I have just recently started a new job, with that comes new co workers. These ladies I work with have no idea about Jackson....and I know it will come out eventually. I know people say you will know when the time is right, but I am afraid that before then I might burst into tears. When people talk about their children or their lives I want to share. I have held back a lot and sometimes I feel like such a fraud. I have living this big lie that no one will really understand, or will they. Sometimes people will surprise you and share a story of a baby loss in their lives. I don't want their sympathy I just want them to know. I want to be able to talk about Jackson and share with them his short but important life. He was important to me and always will be and I just want others to know that.

Saturday, January 1, 2011

2010 you can suck it!

For me last night when the clock struck 12 I wasn't sad to see another year pass. I was excited to see what the future brought. I feel like it can't be any worse then last year.

2010 I started off thinking it was going to be a great year. I had a son, who was wonderful and special. A boyfriend who was a great father and provider for both of us. A sister who was about to have a son too, only 4 months younger then Jackson. The Olympics I was so looking forward to sharing with Jackson.(I know he was only 4 months but it was something special I wanted to share with him). Tim and I were also trying to plan when we would start trying again. I always wanted my children to be close in age like my sister and I. 17 months isn't that close ha ha.

2010 did not go as planned. February 28th I lost my son and still don't know what caused him to die. 2011 I want to find out what took my son and learn from it to become a better and more informed parent. A week after Jackson died, my nephew was born. Only 7 days between a life taken and a life given. I watch him and wonder what may have been. I am not going to lie I pushed myself to hold him and love him. Which I can say is not hard because he is such a wonderful little boy himself. My sister even greater because always understanding of how far I could go.

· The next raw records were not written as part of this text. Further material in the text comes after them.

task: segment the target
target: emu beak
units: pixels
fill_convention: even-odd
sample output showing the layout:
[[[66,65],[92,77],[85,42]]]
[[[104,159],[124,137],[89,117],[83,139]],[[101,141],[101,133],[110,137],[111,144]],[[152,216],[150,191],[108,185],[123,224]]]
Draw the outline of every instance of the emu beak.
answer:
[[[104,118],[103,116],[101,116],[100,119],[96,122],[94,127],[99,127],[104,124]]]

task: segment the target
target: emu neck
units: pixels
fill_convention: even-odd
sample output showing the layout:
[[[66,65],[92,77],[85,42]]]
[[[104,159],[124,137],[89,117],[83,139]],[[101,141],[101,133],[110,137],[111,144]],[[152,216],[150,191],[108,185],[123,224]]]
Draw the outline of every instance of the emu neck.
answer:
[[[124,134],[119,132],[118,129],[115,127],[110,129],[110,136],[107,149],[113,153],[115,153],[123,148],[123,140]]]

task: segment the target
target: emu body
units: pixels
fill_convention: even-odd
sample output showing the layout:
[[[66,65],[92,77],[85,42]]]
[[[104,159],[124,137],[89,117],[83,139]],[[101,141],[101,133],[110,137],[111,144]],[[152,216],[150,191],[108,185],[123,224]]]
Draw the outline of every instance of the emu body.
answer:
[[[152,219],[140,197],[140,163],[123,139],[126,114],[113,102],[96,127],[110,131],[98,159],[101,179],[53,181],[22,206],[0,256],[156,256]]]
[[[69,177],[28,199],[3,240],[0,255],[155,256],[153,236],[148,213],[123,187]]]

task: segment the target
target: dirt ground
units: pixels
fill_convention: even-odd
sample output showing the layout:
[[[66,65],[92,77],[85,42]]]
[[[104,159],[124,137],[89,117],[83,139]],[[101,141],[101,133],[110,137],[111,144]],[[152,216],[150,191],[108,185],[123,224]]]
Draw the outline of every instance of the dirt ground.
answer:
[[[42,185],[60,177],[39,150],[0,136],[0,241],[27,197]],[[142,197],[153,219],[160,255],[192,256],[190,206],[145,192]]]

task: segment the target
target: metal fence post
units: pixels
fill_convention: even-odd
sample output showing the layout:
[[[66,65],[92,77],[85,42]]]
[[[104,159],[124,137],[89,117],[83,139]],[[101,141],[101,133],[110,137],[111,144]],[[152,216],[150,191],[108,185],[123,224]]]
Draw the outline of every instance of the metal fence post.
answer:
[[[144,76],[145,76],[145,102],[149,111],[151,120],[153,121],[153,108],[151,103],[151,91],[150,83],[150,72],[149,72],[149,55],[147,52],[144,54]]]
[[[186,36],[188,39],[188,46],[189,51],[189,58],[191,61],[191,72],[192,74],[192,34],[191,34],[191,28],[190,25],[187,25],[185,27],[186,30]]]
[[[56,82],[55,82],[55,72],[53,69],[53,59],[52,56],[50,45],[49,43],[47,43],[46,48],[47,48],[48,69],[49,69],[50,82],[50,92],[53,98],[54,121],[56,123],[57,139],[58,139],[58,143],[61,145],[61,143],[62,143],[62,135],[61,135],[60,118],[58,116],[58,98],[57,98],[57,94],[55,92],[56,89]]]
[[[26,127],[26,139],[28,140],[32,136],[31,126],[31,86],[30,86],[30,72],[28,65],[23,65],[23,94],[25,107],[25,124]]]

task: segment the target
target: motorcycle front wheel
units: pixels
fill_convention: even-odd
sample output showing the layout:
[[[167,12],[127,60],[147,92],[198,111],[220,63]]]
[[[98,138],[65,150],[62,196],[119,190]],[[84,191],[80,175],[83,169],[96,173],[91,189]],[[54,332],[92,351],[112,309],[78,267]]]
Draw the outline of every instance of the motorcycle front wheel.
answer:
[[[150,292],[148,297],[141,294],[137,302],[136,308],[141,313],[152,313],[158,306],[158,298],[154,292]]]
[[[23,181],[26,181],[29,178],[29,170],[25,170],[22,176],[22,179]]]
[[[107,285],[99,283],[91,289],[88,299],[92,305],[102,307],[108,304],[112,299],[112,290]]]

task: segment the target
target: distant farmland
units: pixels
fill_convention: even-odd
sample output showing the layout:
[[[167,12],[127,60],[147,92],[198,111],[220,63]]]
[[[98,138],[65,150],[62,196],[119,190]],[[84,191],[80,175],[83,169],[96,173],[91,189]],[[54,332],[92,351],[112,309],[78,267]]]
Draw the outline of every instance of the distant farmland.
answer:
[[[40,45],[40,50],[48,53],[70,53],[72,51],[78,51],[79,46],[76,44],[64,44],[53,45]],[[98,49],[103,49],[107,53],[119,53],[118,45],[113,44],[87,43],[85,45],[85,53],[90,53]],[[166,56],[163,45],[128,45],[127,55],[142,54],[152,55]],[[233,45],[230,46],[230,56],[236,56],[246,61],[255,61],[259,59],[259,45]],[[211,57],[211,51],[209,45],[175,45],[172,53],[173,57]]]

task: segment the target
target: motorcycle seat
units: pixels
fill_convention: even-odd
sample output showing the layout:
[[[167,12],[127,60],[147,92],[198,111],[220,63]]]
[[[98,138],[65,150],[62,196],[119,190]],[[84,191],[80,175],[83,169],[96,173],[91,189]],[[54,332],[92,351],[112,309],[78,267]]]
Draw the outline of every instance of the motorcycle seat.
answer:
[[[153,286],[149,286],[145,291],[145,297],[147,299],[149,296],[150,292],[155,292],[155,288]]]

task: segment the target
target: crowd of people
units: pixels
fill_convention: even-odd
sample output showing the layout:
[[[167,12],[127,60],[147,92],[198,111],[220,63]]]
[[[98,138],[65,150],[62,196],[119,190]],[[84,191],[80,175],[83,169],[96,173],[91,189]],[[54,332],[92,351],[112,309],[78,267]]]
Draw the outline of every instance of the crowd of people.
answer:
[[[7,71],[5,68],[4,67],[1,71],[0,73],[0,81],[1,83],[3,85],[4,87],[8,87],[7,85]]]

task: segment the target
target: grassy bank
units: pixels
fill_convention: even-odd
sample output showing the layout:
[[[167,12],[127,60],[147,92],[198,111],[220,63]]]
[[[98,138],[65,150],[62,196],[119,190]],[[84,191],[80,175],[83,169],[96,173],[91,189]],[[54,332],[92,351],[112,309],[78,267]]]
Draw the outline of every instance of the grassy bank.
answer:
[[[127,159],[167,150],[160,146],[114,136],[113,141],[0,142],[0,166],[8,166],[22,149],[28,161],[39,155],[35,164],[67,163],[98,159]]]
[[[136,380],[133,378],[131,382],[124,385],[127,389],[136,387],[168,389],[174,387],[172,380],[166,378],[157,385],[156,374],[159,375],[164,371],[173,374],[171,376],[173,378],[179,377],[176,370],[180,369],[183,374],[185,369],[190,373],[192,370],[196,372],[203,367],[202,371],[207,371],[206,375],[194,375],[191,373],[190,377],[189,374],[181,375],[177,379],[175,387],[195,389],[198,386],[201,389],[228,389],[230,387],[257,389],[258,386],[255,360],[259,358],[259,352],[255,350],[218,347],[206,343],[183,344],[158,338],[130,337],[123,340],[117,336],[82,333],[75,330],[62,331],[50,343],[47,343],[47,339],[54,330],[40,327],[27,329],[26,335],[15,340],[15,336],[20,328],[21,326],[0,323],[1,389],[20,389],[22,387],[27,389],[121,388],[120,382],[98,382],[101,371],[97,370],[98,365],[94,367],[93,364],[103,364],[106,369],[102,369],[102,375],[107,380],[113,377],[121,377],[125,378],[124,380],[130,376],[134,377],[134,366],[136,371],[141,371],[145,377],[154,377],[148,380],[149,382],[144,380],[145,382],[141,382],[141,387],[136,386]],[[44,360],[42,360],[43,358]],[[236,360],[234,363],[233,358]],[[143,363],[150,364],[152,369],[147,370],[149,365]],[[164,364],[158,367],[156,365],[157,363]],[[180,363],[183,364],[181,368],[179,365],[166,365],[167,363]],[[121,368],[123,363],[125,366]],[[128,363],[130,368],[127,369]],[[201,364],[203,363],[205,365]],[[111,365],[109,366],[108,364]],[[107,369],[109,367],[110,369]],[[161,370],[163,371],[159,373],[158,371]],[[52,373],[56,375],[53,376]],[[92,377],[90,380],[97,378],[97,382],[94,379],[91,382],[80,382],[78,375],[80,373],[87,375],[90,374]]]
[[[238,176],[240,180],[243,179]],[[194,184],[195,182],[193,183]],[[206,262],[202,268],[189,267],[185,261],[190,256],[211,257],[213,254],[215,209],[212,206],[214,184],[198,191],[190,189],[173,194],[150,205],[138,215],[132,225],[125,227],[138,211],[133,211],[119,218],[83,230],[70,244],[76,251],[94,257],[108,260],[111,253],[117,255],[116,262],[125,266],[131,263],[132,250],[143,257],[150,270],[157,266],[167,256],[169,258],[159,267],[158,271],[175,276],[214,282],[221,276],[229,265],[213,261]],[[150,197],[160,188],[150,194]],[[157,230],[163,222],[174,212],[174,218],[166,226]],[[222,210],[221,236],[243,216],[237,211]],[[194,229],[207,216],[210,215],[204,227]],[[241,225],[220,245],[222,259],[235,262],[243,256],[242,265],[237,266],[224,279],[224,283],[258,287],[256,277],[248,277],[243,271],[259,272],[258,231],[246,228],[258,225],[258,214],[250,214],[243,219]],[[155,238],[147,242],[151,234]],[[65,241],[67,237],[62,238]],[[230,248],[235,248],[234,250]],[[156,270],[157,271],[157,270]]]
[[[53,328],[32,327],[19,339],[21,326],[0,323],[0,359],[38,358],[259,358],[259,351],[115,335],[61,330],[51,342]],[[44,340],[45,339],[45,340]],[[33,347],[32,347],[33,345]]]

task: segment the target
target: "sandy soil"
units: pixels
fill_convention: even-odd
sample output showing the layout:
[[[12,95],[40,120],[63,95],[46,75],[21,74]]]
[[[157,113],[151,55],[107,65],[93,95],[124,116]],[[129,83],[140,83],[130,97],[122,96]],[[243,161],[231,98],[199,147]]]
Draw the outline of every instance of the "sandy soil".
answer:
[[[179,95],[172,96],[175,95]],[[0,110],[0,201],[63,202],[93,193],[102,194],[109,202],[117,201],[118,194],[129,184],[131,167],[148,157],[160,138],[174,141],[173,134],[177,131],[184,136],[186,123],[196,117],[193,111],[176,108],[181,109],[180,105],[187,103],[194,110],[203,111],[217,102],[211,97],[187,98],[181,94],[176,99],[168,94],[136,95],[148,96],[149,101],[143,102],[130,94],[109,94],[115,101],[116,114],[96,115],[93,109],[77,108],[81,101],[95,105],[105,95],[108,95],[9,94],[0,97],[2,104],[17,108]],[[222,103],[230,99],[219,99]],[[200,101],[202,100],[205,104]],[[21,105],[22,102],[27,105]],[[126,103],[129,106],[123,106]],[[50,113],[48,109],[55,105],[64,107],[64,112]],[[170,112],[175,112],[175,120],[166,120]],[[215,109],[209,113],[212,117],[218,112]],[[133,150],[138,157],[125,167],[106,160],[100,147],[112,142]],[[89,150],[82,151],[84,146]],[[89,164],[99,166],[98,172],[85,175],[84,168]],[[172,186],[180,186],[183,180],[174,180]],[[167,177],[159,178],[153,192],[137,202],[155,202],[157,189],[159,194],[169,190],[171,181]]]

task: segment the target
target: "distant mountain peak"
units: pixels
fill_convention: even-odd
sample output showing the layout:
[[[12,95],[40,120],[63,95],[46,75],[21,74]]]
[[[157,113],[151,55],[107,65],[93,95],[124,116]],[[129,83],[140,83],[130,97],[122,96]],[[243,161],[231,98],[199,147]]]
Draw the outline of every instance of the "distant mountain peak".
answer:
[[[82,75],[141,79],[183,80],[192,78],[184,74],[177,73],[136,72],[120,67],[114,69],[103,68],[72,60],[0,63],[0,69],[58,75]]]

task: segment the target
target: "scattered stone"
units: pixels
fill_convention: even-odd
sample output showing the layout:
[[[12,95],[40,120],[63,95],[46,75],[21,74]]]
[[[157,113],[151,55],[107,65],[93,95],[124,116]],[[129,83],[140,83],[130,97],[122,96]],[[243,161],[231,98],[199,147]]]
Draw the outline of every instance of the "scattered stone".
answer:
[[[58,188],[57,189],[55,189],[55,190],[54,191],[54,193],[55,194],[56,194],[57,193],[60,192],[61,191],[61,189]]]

2010 also made and honest woman out of me, with a proposal from Tim. He made it very memorable and magical. I think that is where my new love for the outdoors has come from. This year has taught me a lot about love and friendship. People who I thought would be there for me that weren't and those who came from my past that lended me their hand. Family members I have grown closer with and have shown me true support.

2011 I know will be a better year. Filled with joy and hope. A new job that which is only a maternity leave but once I impress them with my childcare skills they will only have to keep me and find a permenant job. I will be a stronger and better person for getting through this year and I know I have one more anniversery to get through but I have all the love and support to get through it. So to 2010 I want to tell you it has been nice knowing you but 2011 will be a better year then you.

To all those who have helped us through this year, especially the BLM's that I have met through my blog. Thank you for holding us up when we needed it, for providing a box of tissues when the tears didn't seem to stop flowing. For your kind words, and hugs. You have been a our silent cheering section when we needed you the most. To all those family have been through operations and sickness, we are here for you and love you. 2011 will be a better year for all. For those mom's who find this blog because you have lost your child, hold on, it will be hard, you will never forget, people will say some crazy things but I am here for you even if you don't know me yet. My hand is open whenever you need someone to hold it. Love and take care of eachother. Jackson's mommy.